# Driving Licence requirement for scooter in Italy



## Mickael1

Dear all

I will move for a couple of years in Italy.
In France I have a car and a scooter 125cc3. Up to 125cc3, you don't need in France to have a motorbike driving licence for a scooter. My standard car driving licence is legal and authorised for this kind of vehicle.

Do you know if I am allowed to drive a 125cc3 motorcycle/scooter in Italy as well with my French car driving licence.

Thanks in advance for your help and support
Mickael


----------



## bahamut

Mickael said:


> Dear all
> 
> I will move for a couple of years in Italy.
> In France I have a car and a scooter 125cc3. Up to 125cc3, you don't need in France to have a motorbike driving licence for a scooter.
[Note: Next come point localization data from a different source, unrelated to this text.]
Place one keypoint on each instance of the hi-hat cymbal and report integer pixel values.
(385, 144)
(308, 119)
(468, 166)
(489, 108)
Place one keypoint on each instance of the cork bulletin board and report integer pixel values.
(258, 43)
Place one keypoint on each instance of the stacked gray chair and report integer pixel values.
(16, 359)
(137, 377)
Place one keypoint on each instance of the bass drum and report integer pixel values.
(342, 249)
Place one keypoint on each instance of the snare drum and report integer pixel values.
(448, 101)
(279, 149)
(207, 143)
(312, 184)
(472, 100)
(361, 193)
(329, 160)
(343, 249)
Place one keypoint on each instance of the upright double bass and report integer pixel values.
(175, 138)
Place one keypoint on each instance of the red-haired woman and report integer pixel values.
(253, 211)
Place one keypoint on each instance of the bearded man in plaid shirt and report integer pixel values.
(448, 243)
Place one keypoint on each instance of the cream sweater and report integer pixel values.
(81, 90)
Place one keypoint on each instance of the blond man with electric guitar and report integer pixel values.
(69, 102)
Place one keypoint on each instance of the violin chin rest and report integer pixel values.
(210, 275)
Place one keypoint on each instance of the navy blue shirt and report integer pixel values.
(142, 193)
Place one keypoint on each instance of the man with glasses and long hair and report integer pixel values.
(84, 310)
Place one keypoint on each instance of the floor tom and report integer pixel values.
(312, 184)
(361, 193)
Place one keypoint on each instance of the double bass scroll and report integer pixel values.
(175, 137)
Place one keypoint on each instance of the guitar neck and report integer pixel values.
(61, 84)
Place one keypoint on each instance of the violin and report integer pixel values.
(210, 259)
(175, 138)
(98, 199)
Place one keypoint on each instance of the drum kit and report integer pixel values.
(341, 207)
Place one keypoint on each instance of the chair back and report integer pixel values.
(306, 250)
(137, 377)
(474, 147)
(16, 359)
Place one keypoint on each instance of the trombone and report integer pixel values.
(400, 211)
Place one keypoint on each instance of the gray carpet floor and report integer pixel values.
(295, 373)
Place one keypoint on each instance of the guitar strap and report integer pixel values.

My standard car driving licence is legal and authorised for this kind of vehicle.
> 
> Do you know if I am allowed to drive a 125cc3 motorcycle/scooter in Italy as well with my French car driving licence.
> 
> Thanks in advance for your help and support
> Mickael


It's valid but your bike must have less than 11kw.

When do you got your driving license? It's important because if you got it before 1988 there are no limitations.


----------



## Mickael1

Thanks!!!

I have my driving license since 94 so it seems I will be limited to drive a 125cm3 with 11KW max. But that's perfekt because that's the kind of model I got!

That's really a great news.


----------